"Apa kau ingin cepat mati tanpa makan-minum? Jangan harap! Kami ingin kau bisa menjalani hukuman sesuai vonis hakim. Ayo, makan!" Dia menjejalkan nasi ke mulutku yang berubah menggembung. Dia membogem wajahku hingga nasi berhamburan menimpa sepatunya.
Penyiksaan demi penyiksaan membuatku tak tahan. Hingga di suatu malam saat bertemu dengan para tikus, aku meminta bantuan agar bisa meloloskan diri dari penjara. Para tikus itu bermufakat sejenak. Dan sepertinya aku melihat mereka tersenyum. Dan sepertinya tikus betina itu terlihat cantik dan semakin cantik.
"Kau sudah yakin mau ikut kami?"
"Yakin!"
"Mau hidup di selokan?"
"Mau!"
"Keluarlah!"
Ajaib, aku bisa melenggang melalui sela batangan jeruji beji. Aku bisa masuk ke dalam lobang kecil di dinding yang mengarah ke selokan di belakang. Kami bernyanyi-nyanyi gembira. Semalam suntuk menikmati malam di pinggir selokan. Saat aku meniti di pipa pembuangan yang menyeberang selokan, kulihat bayangan tikus di permukaan air yang butek itu.

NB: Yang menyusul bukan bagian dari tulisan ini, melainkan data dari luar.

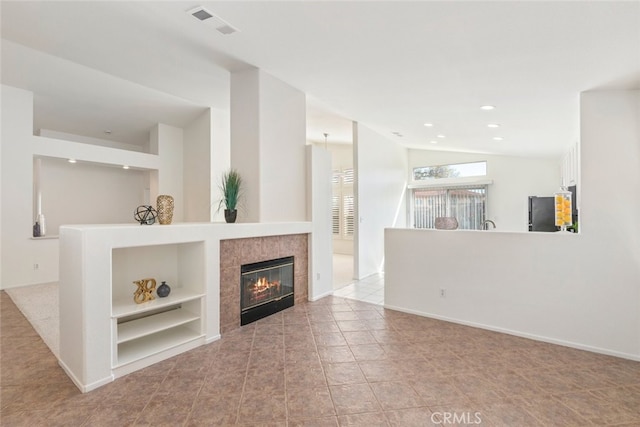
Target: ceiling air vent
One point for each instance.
(222, 26)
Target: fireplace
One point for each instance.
(265, 288)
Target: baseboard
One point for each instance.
(521, 334)
(316, 298)
(84, 388)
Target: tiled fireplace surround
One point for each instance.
(236, 252)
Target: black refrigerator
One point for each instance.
(542, 214)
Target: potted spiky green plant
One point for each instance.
(231, 186)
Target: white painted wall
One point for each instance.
(77, 193)
(514, 179)
(220, 157)
(19, 147)
(245, 137)
(167, 142)
(268, 146)
(319, 208)
(381, 180)
(283, 154)
(197, 169)
(48, 133)
(579, 290)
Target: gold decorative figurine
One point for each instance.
(145, 290)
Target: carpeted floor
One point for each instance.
(39, 304)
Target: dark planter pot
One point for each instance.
(230, 215)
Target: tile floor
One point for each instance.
(333, 362)
(370, 289)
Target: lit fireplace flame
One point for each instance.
(263, 285)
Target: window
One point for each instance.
(465, 203)
(459, 170)
(343, 204)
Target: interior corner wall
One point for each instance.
(167, 143)
(514, 180)
(268, 130)
(197, 169)
(380, 167)
(282, 157)
(245, 140)
(17, 147)
(220, 158)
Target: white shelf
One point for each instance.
(122, 307)
(139, 328)
(150, 345)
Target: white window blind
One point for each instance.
(342, 204)
(465, 203)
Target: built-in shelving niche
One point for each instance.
(145, 330)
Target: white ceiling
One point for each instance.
(390, 65)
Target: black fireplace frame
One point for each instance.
(249, 315)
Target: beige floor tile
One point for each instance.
(332, 362)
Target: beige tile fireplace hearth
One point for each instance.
(236, 252)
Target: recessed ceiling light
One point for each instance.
(222, 26)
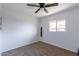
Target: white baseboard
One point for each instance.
(58, 46)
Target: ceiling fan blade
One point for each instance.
(33, 5)
(37, 10)
(45, 10)
(49, 5)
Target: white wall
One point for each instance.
(0, 30)
(69, 39)
(18, 29)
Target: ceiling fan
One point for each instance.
(43, 5)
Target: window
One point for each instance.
(58, 25)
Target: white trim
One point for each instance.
(58, 46)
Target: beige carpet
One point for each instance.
(39, 49)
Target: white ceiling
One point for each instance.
(23, 8)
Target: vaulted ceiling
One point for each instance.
(22, 8)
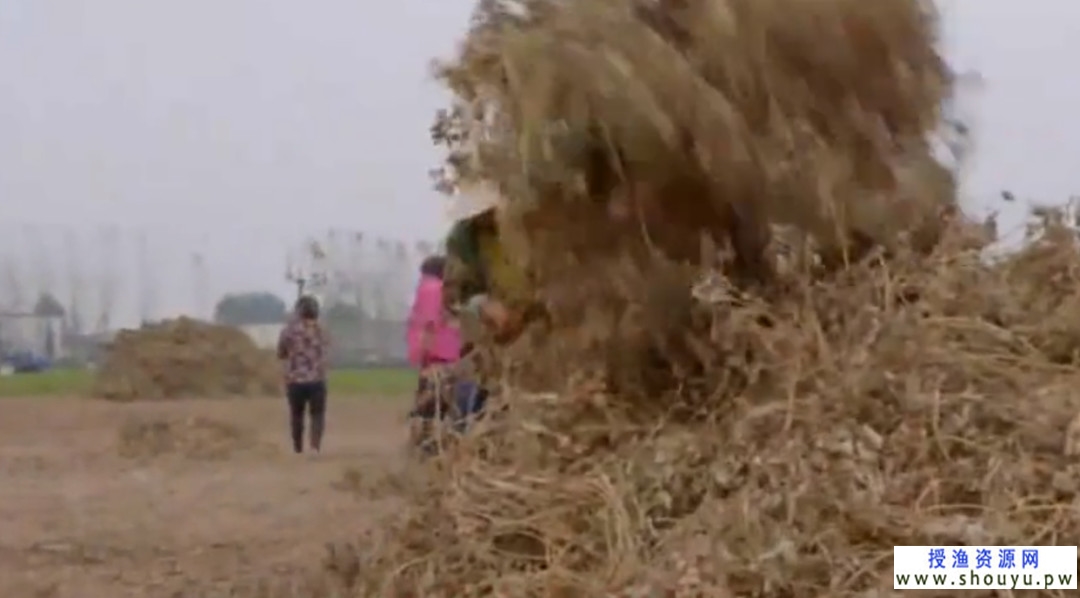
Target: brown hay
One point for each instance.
(678, 433)
(185, 358)
(718, 116)
(859, 421)
(199, 438)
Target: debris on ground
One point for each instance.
(198, 437)
(185, 358)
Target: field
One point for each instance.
(77, 382)
(183, 498)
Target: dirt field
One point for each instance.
(93, 504)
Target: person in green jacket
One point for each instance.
(483, 281)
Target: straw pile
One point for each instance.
(689, 434)
(197, 438)
(185, 358)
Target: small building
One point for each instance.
(265, 336)
(28, 333)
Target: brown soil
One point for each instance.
(180, 499)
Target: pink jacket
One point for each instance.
(427, 314)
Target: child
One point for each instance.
(433, 341)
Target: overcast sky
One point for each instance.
(180, 119)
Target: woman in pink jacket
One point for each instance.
(433, 337)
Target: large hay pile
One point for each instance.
(727, 439)
(185, 358)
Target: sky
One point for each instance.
(233, 128)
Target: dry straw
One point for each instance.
(719, 439)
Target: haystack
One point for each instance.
(185, 358)
(779, 438)
(716, 118)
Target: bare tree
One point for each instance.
(147, 282)
(77, 282)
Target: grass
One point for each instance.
(374, 382)
(380, 382)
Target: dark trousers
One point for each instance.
(308, 397)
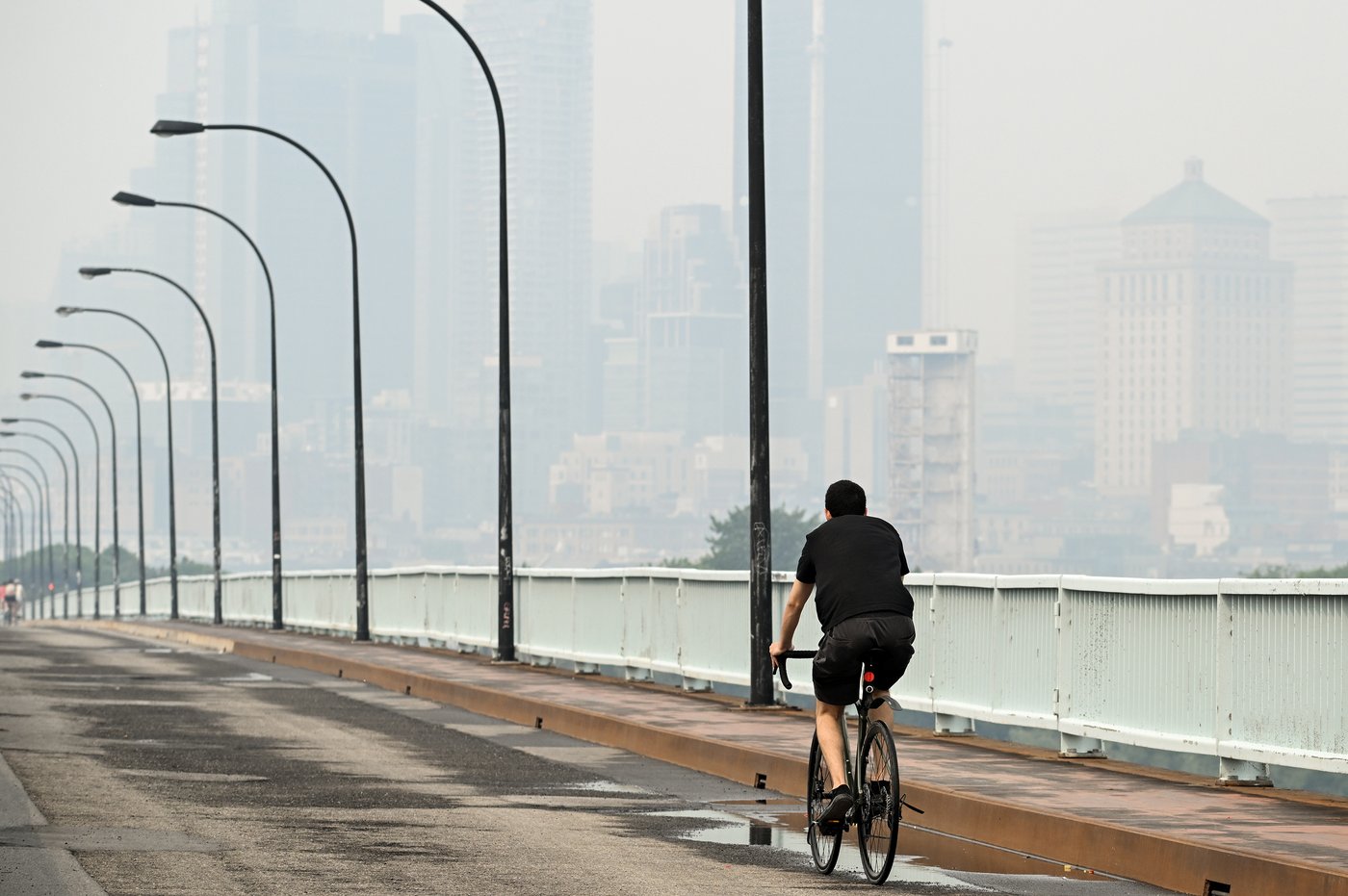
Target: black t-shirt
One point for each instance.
(858, 566)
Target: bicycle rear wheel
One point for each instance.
(824, 845)
(878, 804)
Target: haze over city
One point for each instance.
(995, 125)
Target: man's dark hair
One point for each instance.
(844, 498)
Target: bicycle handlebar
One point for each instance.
(781, 664)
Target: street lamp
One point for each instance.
(65, 515)
(168, 128)
(141, 489)
(134, 199)
(97, 500)
(44, 494)
(215, 417)
(172, 514)
(74, 457)
(34, 516)
(505, 514)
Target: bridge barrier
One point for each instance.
(1251, 671)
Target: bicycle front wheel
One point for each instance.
(878, 804)
(824, 845)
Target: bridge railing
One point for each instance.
(1253, 671)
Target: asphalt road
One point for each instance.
(128, 767)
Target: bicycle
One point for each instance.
(878, 807)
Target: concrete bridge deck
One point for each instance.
(1173, 831)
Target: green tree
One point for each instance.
(728, 541)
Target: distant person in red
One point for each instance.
(856, 561)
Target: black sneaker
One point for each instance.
(838, 807)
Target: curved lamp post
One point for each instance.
(65, 515)
(74, 457)
(36, 514)
(141, 485)
(97, 508)
(168, 128)
(172, 514)
(44, 494)
(215, 417)
(505, 556)
(132, 199)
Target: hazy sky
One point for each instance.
(1054, 105)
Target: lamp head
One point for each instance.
(170, 128)
(131, 198)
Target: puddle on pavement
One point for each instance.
(922, 856)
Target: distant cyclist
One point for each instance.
(858, 563)
(11, 602)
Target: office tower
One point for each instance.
(932, 381)
(326, 76)
(842, 108)
(1193, 330)
(1311, 235)
(542, 60)
(1058, 313)
(691, 326)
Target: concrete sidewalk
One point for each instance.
(1166, 829)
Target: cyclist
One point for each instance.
(11, 602)
(858, 563)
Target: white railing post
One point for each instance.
(1069, 745)
(944, 724)
(1231, 771)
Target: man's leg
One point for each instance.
(828, 725)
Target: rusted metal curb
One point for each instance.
(1177, 864)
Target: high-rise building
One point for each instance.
(1058, 313)
(691, 326)
(326, 76)
(542, 58)
(932, 390)
(1195, 325)
(1311, 233)
(842, 108)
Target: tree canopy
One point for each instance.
(728, 539)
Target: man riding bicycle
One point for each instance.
(858, 563)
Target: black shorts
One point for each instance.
(838, 666)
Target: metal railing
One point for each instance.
(1251, 671)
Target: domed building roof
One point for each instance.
(1195, 199)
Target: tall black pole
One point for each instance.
(44, 508)
(219, 617)
(505, 514)
(276, 606)
(74, 457)
(174, 128)
(141, 488)
(65, 514)
(761, 507)
(97, 511)
(172, 502)
(117, 535)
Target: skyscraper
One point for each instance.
(932, 393)
(1311, 233)
(542, 60)
(1195, 322)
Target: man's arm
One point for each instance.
(791, 617)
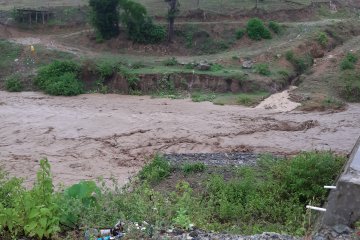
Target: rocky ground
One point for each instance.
(94, 135)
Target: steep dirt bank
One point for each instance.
(89, 136)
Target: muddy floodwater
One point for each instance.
(91, 136)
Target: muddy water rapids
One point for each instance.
(93, 135)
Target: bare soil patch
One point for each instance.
(89, 136)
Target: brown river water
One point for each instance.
(93, 135)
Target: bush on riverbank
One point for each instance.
(60, 78)
(268, 197)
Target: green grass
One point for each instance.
(156, 170)
(246, 99)
(14, 84)
(9, 52)
(268, 197)
(189, 168)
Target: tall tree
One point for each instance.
(105, 17)
(172, 12)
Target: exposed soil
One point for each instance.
(95, 135)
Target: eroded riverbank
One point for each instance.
(91, 136)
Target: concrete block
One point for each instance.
(344, 202)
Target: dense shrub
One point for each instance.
(65, 85)
(147, 32)
(240, 33)
(155, 171)
(60, 78)
(256, 29)
(13, 84)
(275, 27)
(140, 28)
(188, 168)
(33, 212)
(170, 62)
(105, 17)
(270, 196)
(106, 68)
(300, 63)
(263, 69)
(216, 67)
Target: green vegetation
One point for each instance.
(348, 62)
(34, 212)
(60, 78)
(350, 90)
(240, 33)
(156, 170)
(13, 84)
(246, 99)
(189, 168)
(322, 39)
(140, 28)
(262, 69)
(105, 18)
(332, 103)
(9, 52)
(202, 96)
(170, 62)
(275, 27)
(216, 67)
(256, 29)
(270, 196)
(300, 63)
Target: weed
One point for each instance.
(60, 78)
(348, 62)
(13, 84)
(262, 69)
(202, 97)
(65, 85)
(216, 67)
(170, 62)
(101, 87)
(256, 29)
(345, 64)
(105, 69)
(240, 33)
(188, 168)
(137, 65)
(332, 103)
(322, 39)
(289, 55)
(156, 170)
(300, 63)
(287, 185)
(275, 27)
(34, 212)
(351, 86)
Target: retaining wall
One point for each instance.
(344, 202)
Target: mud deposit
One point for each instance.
(89, 136)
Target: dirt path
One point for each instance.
(89, 136)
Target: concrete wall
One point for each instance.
(344, 202)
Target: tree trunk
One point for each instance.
(171, 17)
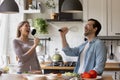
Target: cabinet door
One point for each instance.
(113, 17)
(96, 9)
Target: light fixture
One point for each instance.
(71, 6)
(9, 7)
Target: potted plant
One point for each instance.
(50, 4)
(40, 25)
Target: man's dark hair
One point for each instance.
(96, 25)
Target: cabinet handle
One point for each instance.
(117, 33)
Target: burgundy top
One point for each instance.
(26, 62)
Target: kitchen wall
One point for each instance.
(74, 37)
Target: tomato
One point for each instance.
(93, 73)
(85, 75)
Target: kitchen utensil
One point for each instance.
(111, 54)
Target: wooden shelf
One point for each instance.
(63, 20)
(31, 11)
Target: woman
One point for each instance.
(25, 49)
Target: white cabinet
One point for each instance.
(96, 9)
(105, 11)
(113, 17)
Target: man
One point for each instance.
(92, 54)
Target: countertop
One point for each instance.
(108, 67)
(19, 77)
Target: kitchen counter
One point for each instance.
(19, 77)
(108, 67)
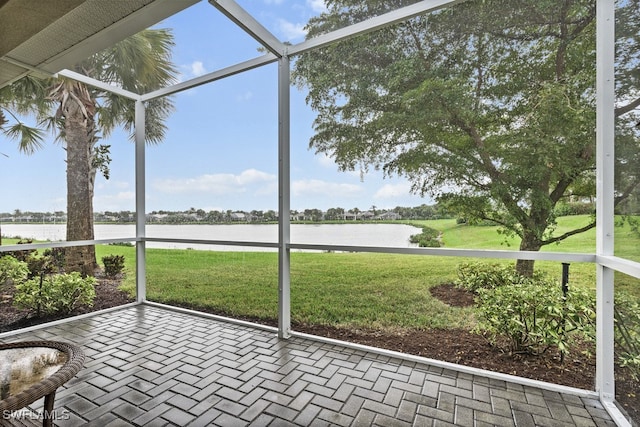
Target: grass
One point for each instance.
(347, 289)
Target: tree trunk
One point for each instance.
(78, 131)
(530, 242)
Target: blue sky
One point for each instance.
(221, 149)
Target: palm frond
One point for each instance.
(29, 139)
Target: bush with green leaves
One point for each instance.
(113, 265)
(12, 271)
(428, 238)
(58, 293)
(480, 275)
(533, 315)
(627, 332)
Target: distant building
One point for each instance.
(238, 216)
(389, 216)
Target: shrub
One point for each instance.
(427, 239)
(59, 293)
(113, 265)
(12, 271)
(532, 315)
(627, 332)
(475, 276)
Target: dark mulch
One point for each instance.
(449, 345)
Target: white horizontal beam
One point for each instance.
(213, 76)
(213, 242)
(372, 24)
(468, 253)
(622, 265)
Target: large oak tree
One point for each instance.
(487, 106)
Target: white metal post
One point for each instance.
(141, 265)
(605, 139)
(284, 195)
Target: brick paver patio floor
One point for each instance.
(149, 366)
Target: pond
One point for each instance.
(360, 234)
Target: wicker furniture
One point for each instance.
(32, 370)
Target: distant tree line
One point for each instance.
(194, 215)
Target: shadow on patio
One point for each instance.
(149, 365)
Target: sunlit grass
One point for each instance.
(348, 289)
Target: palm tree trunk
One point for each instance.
(78, 129)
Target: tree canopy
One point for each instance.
(486, 106)
(81, 116)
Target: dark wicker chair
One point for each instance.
(47, 387)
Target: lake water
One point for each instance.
(390, 235)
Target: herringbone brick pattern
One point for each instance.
(147, 366)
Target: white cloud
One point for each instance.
(218, 184)
(124, 200)
(291, 31)
(325, 161)
(317, 6)
(389, 191)
(246, 96)
(197, 68)
(316, 187)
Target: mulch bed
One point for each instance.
(450, 345)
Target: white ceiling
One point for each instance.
(45, 36)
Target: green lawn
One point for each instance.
(349, 289)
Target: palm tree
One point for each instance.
(77, 114)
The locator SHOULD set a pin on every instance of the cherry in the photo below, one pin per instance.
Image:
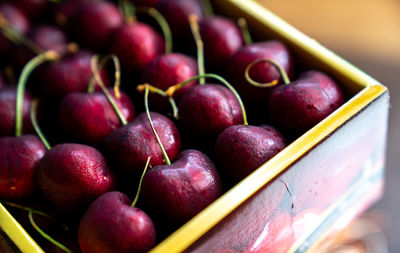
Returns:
(94, 23)
(241, 149)
(7, 111)
(19, 157)
(261, 72)
(90, 118)
(16, 19)
(177, 13)
(182, 189)
(167, 70)
(206, 110)
(71, 74)
(65, 11)
(70, 176)
(136, 44)
(301, 104)
(221, 38)
(130, 145)
(44, 38)
(112, 225)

"Jangan takut, teman. Itu bayanganmu!"
* * *
Seisi penjara tiba-tiba ribut. Ditemukan sesosok narapidana kasus korupsi, mati di dekat selokan belakang penjara. Para sipir bingung, bagaimana mungkin narapidana itu bisa berada di sana, sementara jeruji besi selnya tak terbuka. Lagi pula untuk sampai ke selokan itu, harus keluar dari pintu gerbang utama.